Brussels, 07/01/2008 (Agence Europe) - The European Commission plans to complement European civil aviation legislation to better suit it to the complexity of the aircraft. A communication entitled “An Agenda for Sustainable Future in General and Business Aviation” is due to be adopted on Friday 11 January, to take account in future of the specific nature of general and business aviation (leisure flying, aerial work, pilot training, private aircraft, etc.) - a rapidly developing sector and one which, hitherto, has not been covered by European legislation on civil aviation.
The European Commission, thus, decided to act so that specially adapted existing safety, security, environmental and air traffic management standards can be applied, including to the smallest planes (those with no engines, or with turbines, which often have no specific navigation equipment compulsory in airliners) to general aviation. This will work at several levels, including, among other things, the creation of a general and business aviation database (current statistics do not include aircraft with a maximum take-off mass (MTOM) of less than 2,250kg). The Commission is also likely to encourage new technologies and take general aviation into consideration when drawing up the Community external aviation policy. The future legislation will also ensure that the principles of proportionality and subsidiarity are respected, including with regard to legislation on local flights (the Commission has undertaken to draw up rules that are tailored to the complexity of aviation, both from the maintenance point of view and the use made of the aircraft and crew licences) and to insurance requirements. With regard to this last point, the Commission will present a report to the European Parliament and Council on how the regulation on insurance in the aviation sector is working.

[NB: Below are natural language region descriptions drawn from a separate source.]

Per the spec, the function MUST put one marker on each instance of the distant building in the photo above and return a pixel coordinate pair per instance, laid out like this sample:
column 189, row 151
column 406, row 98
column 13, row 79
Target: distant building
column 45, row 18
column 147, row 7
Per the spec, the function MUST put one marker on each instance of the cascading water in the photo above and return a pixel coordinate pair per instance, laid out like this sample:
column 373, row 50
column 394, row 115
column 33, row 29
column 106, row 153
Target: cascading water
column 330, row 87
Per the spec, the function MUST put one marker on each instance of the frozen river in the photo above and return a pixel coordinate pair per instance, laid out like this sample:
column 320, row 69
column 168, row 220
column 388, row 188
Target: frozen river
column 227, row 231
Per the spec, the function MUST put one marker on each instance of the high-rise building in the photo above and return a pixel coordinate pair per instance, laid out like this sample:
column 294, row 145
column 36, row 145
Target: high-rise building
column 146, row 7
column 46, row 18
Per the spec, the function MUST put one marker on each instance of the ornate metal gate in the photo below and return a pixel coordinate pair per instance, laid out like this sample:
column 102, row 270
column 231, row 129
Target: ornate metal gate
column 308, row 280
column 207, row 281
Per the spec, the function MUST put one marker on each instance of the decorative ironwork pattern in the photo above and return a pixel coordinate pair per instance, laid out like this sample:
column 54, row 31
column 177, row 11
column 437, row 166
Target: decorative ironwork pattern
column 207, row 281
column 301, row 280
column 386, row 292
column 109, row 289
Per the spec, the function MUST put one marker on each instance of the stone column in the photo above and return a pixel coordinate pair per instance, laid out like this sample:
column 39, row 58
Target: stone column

The interests of small operators will not be forgotten either in the strategies designed to improve existing air traffic and airport infrastructure capacities, notably in the action plan to enhance capacity, efficiency and airport security in Europe (see EUROPE 9350). For example, to respond to the needs of general and business aviation, it may be possible to use alternative runways. Other methods, such as the development and implementation of new technologies (automatic systems of weather monitoring, unmanned traffic services and the use of satellite navigation systems in air traffic control) could increase airport capacity. The Commission also draws attention to the fact that programmes like SESAR should allow better allocation of air space, while taking into account that most general and business aviation craft do not have the navigation equipment of airliners (according to 2005 Commission estimates, of 15 million flights carried out by private aviation, fewer than one million were subject to air traffic control. Thus, the new programme implementing rules updating air traffic control (notably the SESAR project) should permit small aircraft to fly without danger in a heavily crowded airspace. The Commission estimates that air traffic will double within the next 20 years and that the general and business aviation sector alone has grown almost twice as quickly since 2003 as the other traffic (in 2006, it accounted for around 9% of all movement recorded by Eurocontrol).
Consideration will also have to be given to environmental sustainability, both in terms of noise issues (although the Commission has no intention of legislating at Community level on noise levels in small local aerodromes, leaving this matter up to local authorities) and emissions into the atmosphere (the Commission might review the scope of the future directive, bringing air activities into the Community greenhouse gas emissions trading scheme).
The communication, due to be adopted on Friday, covers all civil aviation, apart from commercial air transport. It also pertains to on-demand, remunerated, civil air transport operations, including specialised aerial works, aerial training, recreational flying, on-demand air taxi operations and company/individual owned aircraft operated for business/profession purposes. (A.By.)